Venezuelan president cites ‘emergency’ and ‘coup’ plot as developments pile weight on government with key parliamentary elections on the horizon.
CARACAS — Venezuela’s Nicolás Maduro called on his supporters yesterday to prepare an “anti-coup” plan to ensure the ruling Socialist Party (PSUV) wins the crucial upcoming parliamentary elections on December 6, as new developments pile further pressure on the president.
Speaking during a rally with supporters outside the National Electoral Council (CNE) headquarters in Caracas, Maduro warned that Venezuela faced an “emergency” and “counter-revolutionary coup” from the opposition after the vote, who he implied would not respect the results of the upcoming elections. Many analysts have tipped the ruling party to lose the balance of power in the National Assembly in December, but others caution that it’s not the first time the opposition has been tipped to come out on top.
“The Bolivarian Revolution declares an emergency with anti-coup plan to ensure electoral victory on December 6. This revolution will not be betrayed nor given up on. Let them know, the pelucones (“rich people, snobs”),” he said in a speech to hundreds of supporters.
The PSUV leader has escalated his rhetoric in recent days after the prosecutor of jailed hardline opposition leader Leopoldo López grabbed column inches across the world after fleeing to the United States and denouncing the trial as a “farce.”
Franklin Nieves, speaking in interviews published online with Venezuelan website La Patilla and US newspaper The Wall Street Journal, said that the trial of the controversial right-wing former mayor had been based on “false evidence” and at the whim of the government, which pressured the prosecutor to push on with the case.
López, the 44-year-old leader of the Popular Will party, is a divisive figure in Venezuela, where he has been accused of supporting a coup that briefly removed then-president Hugo Chávez from power in 2002 and for calling for the unconstitutional removal of Maduro from office. His trial and imprisonment drew international condemnation, especially in the United States which has cricitized the absence of due process and slammed Venezuela’s judiciary as biased.
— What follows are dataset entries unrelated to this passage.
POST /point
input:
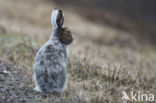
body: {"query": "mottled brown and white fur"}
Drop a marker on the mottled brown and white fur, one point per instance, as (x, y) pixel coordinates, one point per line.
(50, 63)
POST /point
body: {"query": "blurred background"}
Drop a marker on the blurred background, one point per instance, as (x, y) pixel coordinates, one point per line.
(120, 32)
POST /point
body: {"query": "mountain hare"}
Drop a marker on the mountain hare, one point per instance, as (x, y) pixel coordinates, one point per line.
(50, 62)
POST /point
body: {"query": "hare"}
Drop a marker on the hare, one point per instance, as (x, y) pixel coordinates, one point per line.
(51, 60)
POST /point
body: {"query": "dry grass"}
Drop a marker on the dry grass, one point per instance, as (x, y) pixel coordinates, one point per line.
(105, 62)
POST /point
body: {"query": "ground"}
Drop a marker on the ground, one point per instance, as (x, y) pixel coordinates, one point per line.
(103, 61)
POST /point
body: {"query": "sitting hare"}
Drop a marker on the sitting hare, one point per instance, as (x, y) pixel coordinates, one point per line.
(50, 62)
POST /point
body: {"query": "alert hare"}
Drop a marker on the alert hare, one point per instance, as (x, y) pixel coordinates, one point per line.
(50, 62)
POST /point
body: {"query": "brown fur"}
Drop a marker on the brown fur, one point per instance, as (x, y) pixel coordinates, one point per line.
(65, 35)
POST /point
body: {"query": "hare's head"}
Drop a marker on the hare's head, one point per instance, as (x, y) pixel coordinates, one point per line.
(57, 19)
(65, 36)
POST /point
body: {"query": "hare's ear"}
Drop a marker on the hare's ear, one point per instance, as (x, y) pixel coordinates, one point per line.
(57, 18)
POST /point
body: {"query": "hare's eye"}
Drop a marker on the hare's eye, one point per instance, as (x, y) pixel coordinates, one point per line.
(68, 31)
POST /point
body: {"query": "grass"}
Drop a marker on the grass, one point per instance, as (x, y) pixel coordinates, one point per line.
(87, 83)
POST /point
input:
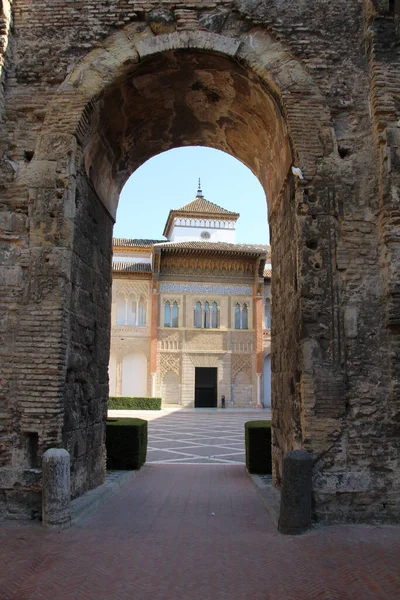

Speaking yesterday, Venezuela’s Attorney General Luisa Ortega said that Nieves had been fired for “abandoning his post.” Rubbing salt in the wounds, she added that the prosecutor had “lost his right to a pension, regrettably.”
She said however that Nieves would not face punishment, “unless we find some element that makes us presume some irregularity,” despite his apparent desire to claim asylum for him and his family in Miami, where he has now fled to.
Nieves’ defection has added to the dramatic polarization of the country’s political climate, providing further ammunition for the opposition’s claims of a clampdown by the government on human rights.
Challenges opposition
Seeking to improve his democratic credentials ahead in the face of international criticism, Maduro challenged the main opposition coalition yesterday to sign a document promising to respect the results of December’s elections.
Appearing on national television, Maduro inked an agreement, explaining “it is not a protocol signature, given as part of an election campaign, it is a commitment to respect and ensure respect for the popular will in the parliamentary elections,” using the name of López’s party indirectly.
“Whoever wins, won and whoever loses, lost, by a vote, more or less and ready… we will be the first to say ‘Amen, the people decided,’” he said.
The document has four key points, among which are vows to “act with strict respect for democracy, peace in the country and the Constitution of Venezuela and to abide by the guidelines issued by the CNE as the only legitimate power of the state and legally competent power to referee in the elections as the ultimate expression of popular sovereignty.” Maduro also announced that from Thursday, the document will be taken around to public places so all Venezuelans can “sign for peace.”
Jesús Torrealba, the executive secretary of the opposition Democratic Unity Roundtable (MUD) coalition, dismissed Maduro’s challenge, branding the president a “comedian” and saying the document was not serious.
“What kind of agreement to respect results can be signed by someone who has already said they going to win ‘by any means’?” he declared, calling for more international observers to oversee the vote.
Maduro is already under pressure amid widespread product shortages as oil prices decline and the economy continues to contract. The International Monetary Fund (IMF) has forecast a 10-percent contraction in Gross Domestic Product (GDP) this year and the country already registers one of the highest inflation rates in the world — 159 percent.
The government also railed against ongoing attacks to the country’s electricity grid yesterday, stating that installations had been attacked 18 times in the last month alone. The opposition claims that the government’s “inefficient” management of the industry has caused power outages, though Maduro’s administration argues that the attacks are “sabotage.”